Il regarda Rissa avant de conclure :

— Il s’agirait donc d’une sorte de « métachimie » qui entraînerait des réactions complexes au niveau moléculaire, tandis qu’au niveau macro cette matière à quarks matt ou glossy ne pourrait se regrouper qu’en masses de tailles planétaires possédant une gravité suffisante pour annuler l’effet de la force répulsive.

— Si vous arrivez à démontrer ce mécanisme, vous êtes bon pour le prix Nobel de Kayf-Dukt, remarqua Delacorte, visiblement impressionnée. C’est vraiment sidérant ! Une sorte de matière totalement différente qui…

— Pastark ! aboya Jag. Nom de Dieu, vous ne comprenez pas de quoi il s’agit ?

Sa fourrure flottait dans l’air comme du blé balayé par le vent.

— Eh bien, dites-le-nous ! s’énerva Rissa.

— C’est ridicule d’appeler ça de la matière à quarks matt ou glossy alors qu’elle possède déjà un nom. Un nom très courant.

De ses yeux gauches, Jag fixait Delacorte, de ses yeux droits, Rissa.

— La matière noire, lâcha-t-il.

— Mon Dieu ! s’exclama Delacorte. Je crois que vous avez raison.

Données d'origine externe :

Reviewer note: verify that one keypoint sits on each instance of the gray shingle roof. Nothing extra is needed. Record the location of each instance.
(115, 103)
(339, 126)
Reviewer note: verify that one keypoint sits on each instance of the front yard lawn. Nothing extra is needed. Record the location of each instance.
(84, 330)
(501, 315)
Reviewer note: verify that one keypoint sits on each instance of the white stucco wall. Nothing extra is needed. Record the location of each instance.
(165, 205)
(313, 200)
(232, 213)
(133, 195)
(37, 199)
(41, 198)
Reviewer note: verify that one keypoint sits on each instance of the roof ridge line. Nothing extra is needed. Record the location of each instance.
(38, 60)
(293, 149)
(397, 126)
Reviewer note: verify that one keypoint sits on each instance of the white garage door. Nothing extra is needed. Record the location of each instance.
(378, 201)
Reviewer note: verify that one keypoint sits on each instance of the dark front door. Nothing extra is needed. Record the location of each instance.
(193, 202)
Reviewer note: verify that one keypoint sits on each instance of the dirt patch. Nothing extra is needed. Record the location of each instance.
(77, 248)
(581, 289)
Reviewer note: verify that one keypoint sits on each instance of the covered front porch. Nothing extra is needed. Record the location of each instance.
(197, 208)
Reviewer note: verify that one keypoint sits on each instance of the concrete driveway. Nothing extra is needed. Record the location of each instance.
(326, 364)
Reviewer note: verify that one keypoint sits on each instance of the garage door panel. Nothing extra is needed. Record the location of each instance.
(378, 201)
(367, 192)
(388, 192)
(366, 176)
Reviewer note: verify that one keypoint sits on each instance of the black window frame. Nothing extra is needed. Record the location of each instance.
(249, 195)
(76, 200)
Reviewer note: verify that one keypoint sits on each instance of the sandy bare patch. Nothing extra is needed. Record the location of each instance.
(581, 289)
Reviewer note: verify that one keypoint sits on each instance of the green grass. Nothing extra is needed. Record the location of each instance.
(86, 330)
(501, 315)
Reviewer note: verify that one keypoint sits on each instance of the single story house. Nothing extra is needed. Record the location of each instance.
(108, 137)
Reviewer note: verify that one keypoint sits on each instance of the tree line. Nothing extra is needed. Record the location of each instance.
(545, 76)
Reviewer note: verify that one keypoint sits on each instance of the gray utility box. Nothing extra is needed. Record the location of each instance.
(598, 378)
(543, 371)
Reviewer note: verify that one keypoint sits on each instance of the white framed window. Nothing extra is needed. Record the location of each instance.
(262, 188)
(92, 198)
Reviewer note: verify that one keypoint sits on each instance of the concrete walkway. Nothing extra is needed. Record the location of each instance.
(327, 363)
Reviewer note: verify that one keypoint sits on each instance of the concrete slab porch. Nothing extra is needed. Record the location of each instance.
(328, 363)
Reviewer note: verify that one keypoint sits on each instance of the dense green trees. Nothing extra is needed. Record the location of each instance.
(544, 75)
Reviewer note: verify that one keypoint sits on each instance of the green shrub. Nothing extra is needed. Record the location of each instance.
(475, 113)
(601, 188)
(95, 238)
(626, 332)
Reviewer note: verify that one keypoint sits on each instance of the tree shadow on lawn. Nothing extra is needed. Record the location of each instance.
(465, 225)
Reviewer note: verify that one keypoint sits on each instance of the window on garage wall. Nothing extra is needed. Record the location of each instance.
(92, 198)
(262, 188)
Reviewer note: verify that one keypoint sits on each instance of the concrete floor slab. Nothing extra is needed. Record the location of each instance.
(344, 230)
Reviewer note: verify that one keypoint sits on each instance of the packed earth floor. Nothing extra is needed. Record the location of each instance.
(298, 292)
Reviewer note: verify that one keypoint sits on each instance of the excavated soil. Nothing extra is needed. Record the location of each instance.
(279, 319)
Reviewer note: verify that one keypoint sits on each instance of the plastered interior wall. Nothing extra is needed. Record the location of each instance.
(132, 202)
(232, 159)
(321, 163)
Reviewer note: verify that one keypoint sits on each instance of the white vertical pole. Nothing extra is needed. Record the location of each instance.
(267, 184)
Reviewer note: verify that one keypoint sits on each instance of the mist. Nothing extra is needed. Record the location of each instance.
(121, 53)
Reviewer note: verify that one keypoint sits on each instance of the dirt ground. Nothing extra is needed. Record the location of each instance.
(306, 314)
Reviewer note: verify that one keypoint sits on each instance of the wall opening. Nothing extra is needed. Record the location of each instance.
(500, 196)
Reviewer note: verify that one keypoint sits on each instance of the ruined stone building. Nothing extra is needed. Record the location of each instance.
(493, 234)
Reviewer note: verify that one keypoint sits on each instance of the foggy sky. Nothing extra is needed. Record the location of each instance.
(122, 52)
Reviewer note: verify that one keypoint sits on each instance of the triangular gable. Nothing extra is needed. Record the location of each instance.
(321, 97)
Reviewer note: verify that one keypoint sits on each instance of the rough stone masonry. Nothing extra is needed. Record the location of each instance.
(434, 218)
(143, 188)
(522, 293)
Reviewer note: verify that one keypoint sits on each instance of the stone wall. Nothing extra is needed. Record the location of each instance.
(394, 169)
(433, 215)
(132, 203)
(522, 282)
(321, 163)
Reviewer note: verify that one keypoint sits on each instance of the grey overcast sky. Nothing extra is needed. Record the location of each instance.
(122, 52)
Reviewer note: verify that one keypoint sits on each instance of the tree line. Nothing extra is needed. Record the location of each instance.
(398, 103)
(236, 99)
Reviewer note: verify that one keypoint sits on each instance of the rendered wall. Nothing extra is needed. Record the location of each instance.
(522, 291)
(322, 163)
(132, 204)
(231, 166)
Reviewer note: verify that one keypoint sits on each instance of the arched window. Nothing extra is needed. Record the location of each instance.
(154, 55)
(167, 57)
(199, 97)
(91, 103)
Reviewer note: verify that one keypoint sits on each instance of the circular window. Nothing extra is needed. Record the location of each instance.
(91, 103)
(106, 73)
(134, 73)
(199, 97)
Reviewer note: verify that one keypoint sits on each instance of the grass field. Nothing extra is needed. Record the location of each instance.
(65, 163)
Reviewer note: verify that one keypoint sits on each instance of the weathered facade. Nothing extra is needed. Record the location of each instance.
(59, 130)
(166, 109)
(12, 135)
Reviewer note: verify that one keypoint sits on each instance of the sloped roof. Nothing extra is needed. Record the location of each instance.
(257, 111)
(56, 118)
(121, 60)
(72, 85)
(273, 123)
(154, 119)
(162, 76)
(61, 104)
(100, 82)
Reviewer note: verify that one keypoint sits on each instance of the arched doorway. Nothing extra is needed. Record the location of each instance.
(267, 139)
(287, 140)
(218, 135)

Elle secoua la tête avec incrédulité.

— La matière noire !

— Exactement, brailla Jag. Et bien qu’elle compose l’essentiel de notre univers, nous ignorions jusqu’à présent de quoi il s’agissait. C’est la découverte du siècle !

Ses quatre yeux se refermèrent sur le rêve de sa gloire future.

Delta Draconis

— À quoi ressemblait Saul Ben-Abraham ? interrogea l’homme de verre.